Would that not make the president the Commander in Chief of the NSA?
It certainly would!
"Now, by the way, any time you hear the United States government talking about wiretap, it requires -- a wiretap requires a court order. Nothing has changed, by the way. When we're talking about chasing down terrorists, we're talking about getting a court order before we do so."
George Bush, April 2004.
Congratulations Lucas! You "caught" President Bush talking about domestic wiretaps inside the United States as performed by the FBI under the Patriot Act.
I'm starting to understand why liberals can't discuss this issue intelligently...
To catch Bush on a "lie" on this topic is akin to sending all intelligence agents to hell for lying in the name of protecting our country.
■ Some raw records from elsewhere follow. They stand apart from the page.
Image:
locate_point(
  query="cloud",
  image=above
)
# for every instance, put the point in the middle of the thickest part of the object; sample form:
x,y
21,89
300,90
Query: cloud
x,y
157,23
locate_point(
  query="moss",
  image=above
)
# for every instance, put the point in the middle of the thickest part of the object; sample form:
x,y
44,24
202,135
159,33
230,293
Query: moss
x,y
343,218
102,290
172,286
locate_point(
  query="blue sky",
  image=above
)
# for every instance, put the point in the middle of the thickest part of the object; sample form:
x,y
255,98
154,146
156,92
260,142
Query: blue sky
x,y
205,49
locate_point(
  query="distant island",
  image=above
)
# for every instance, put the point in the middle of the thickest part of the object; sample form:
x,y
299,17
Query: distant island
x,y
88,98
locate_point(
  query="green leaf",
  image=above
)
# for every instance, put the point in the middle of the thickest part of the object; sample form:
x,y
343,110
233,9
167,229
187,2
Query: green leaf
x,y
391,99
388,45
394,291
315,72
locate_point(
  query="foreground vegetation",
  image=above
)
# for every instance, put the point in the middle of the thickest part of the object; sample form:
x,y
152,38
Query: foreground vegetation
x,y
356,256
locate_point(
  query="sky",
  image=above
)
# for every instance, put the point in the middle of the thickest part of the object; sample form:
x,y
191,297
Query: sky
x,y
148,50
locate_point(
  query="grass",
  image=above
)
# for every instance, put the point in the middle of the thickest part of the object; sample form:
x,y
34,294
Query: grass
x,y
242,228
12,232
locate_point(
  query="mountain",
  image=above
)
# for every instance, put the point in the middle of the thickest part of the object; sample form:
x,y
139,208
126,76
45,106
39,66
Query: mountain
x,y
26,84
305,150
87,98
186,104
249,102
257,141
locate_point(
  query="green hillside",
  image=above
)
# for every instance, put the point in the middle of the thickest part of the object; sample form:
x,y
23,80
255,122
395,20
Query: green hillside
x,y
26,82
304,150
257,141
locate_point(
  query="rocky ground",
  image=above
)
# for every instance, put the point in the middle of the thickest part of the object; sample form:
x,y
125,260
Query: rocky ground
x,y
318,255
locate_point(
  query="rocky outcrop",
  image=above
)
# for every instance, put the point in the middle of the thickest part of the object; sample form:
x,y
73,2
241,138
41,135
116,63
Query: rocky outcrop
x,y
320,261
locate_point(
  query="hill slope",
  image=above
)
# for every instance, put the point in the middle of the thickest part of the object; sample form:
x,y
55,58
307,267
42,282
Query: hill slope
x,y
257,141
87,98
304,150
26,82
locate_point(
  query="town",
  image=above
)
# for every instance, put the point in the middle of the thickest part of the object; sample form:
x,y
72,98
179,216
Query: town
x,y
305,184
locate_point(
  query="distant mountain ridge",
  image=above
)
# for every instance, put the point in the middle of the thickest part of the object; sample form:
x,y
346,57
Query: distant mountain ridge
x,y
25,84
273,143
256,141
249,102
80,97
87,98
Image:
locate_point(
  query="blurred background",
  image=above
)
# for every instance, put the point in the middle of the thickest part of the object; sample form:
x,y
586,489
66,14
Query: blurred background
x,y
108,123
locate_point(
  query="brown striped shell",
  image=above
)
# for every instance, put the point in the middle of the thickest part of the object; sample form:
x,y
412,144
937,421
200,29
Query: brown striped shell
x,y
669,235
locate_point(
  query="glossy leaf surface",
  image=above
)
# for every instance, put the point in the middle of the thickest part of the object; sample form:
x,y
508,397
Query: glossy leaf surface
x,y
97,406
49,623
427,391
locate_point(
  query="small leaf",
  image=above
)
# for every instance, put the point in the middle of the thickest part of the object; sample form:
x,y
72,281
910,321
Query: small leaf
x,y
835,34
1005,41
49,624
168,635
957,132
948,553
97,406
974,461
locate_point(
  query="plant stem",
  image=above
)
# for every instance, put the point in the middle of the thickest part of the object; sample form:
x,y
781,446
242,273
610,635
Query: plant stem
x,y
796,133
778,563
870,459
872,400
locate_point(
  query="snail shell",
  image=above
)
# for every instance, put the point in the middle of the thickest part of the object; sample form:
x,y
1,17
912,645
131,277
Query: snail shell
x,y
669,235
So, it's okay to lie about sex with Monica, but not okay to lie to the American people to protect a covert program to catch terrorists?
Get a grip, people. I mean -- really. As Supreme Court justice Robert Jackson so deftly said: "The Constitution is not a suicide pact." Neither is telling the American people the truth all the time, sacrificing full disclosure in the name of putting a terrorist bulls-eye on our foreheads.
Our new pal, Lucas, is regurgitating the same garbage that Alan Colmes used as 'evidence' on the Hannity and Colmes Show last night. I sent Colmes an email to set him straight. Other liberals were using the same quote.
As CY noted, these boneheads provide us with clear insight into why liberals can only accuse - not discuss intelligently.
They don't know the difference between physical wiretaps and collection of electromagnetic emissions through the airwaves? Duh!
Bravo! I've found an educated, intelligent discussion board. Atticus and Confederate Yankee, thank you -- your comments and references have greatly aided my view of events and debates with the lazy. (Lazy: those that repeat rantings of "Evil!" without researching what really happened; often called ignorant, their ignorance comes from laziness.)
I am curious? Why do you discuss things with "Kos types"? They have no intelligence to understand ANYTHING. No left wing DemocRat idiot does?